Algorithmic fairness Ranking systems

Towards Ethical Item Ranking: A Paradigm Shift from User-Centric to Item-Centric Approaches

By eliminating user-centric biases and adopting a purely item-focused approach, it is possible to achieve ethical and effective ranking systems—ensuring fairness, resilience, and compliance with regulations on responsible AI.

Ranking systems are essential in online platforms, shaping user experiences and influencing product visibility and sales. However, traditional user-centric ranking systems, which assign reputation scores to users, raise ethical concerns like discrimination, bias, and vulnerability to spam and bribery. In a recent study, conducted with Guilherme Ramos and Mirko Marras, we propose an innovative, ethically grounded solution to the item ranking problem.

Ethical issues in user-centric rankings

User-centric ranking systems rely on reputation scores assigned to users based on their ratings. While effective in combating spam and bribery, this approach:

  1. Risks bias and discrimination due to reliance on user attributes.
  2. Contravenes principles in regulations like the EU AI Act, which prohibits social scoring.
  3. Misuses personal data for deriving reputation scores.

Our solution: a user-agnostic ranking system

The study introduces a user-agnostic ranking system (UARS) that evaluates items based solely on their ratings, filtering out anomalies through an iterative process.

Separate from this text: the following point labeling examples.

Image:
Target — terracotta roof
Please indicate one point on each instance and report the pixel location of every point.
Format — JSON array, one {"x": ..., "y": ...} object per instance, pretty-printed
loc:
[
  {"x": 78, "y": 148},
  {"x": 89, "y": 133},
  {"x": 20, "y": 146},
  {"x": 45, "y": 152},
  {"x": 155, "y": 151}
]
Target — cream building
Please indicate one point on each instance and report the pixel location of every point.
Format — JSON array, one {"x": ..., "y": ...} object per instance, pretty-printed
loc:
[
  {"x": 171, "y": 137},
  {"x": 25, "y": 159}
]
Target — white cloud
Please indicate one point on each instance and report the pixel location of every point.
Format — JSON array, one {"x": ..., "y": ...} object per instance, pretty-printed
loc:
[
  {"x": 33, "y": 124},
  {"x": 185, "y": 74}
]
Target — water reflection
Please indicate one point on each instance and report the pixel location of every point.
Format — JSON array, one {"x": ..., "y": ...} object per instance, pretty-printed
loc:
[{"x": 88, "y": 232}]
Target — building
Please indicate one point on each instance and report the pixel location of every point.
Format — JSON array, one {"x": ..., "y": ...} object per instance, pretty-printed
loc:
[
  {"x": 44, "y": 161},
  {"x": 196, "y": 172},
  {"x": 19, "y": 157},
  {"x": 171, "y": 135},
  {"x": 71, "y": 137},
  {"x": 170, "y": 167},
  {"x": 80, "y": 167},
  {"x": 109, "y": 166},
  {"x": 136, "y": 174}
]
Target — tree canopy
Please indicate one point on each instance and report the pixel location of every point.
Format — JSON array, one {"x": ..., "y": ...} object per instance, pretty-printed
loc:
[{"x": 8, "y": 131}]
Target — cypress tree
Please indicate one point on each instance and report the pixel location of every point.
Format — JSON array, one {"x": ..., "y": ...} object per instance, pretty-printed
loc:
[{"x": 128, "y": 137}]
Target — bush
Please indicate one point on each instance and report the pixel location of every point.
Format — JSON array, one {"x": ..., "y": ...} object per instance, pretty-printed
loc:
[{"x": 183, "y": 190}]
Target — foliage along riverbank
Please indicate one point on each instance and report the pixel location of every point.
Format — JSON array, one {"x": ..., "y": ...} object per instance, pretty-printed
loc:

This paradigm:

  1. Removes ratings significantly deviating from the mean.
  2. Avoids reliance on user reputation, ensuring fairness and compliance with ethical standards.

Algorithm

UARS iteratively calculates the mean and standard deviation of ratings for each item, discarding outlier ratings until convergence. This results in rankings that are:

  • Efficient. Computationally faster than user-centric models.
  • Fair. Independent of user attributes, thus non-discriminatory.
  • Resilient. Robust against spam and bribery attempts.

Experimental validation

The proposed system was tested on three datasets: MovieLens-100k, MovieLens-1M, and Amazon Musical Instruments. Our main findings include:

  1. Efficiency. UARS demonstrated computational speed up to five times faster than user-centric systems.
  2. Effectiveness. Rankings closely aligned with arithmetic averages while being more resistant to manipulation.
  3. Robustness. High resilience to spamming, as measured by Kendall’s Tau, maintaining ranking stability even with spam-injected datasets.
  4. Bribery resistance. UARS significantly reduced the financial advantage of bribery, outperforming existing systems in deterring fraudulent practices.

Ethical implications and future directions

UARS represents a significant step towards ethical AI in ranking systems, fostering trust and fairness in online platforms. Future research aims to:

  1. Investigate advanced bribing strategies and their countermeasures.
  2. Integrate machine learning for dynamic adaptability to evolving user behaviors.
  3. Expand testing to more diverse datasets and real-world applications.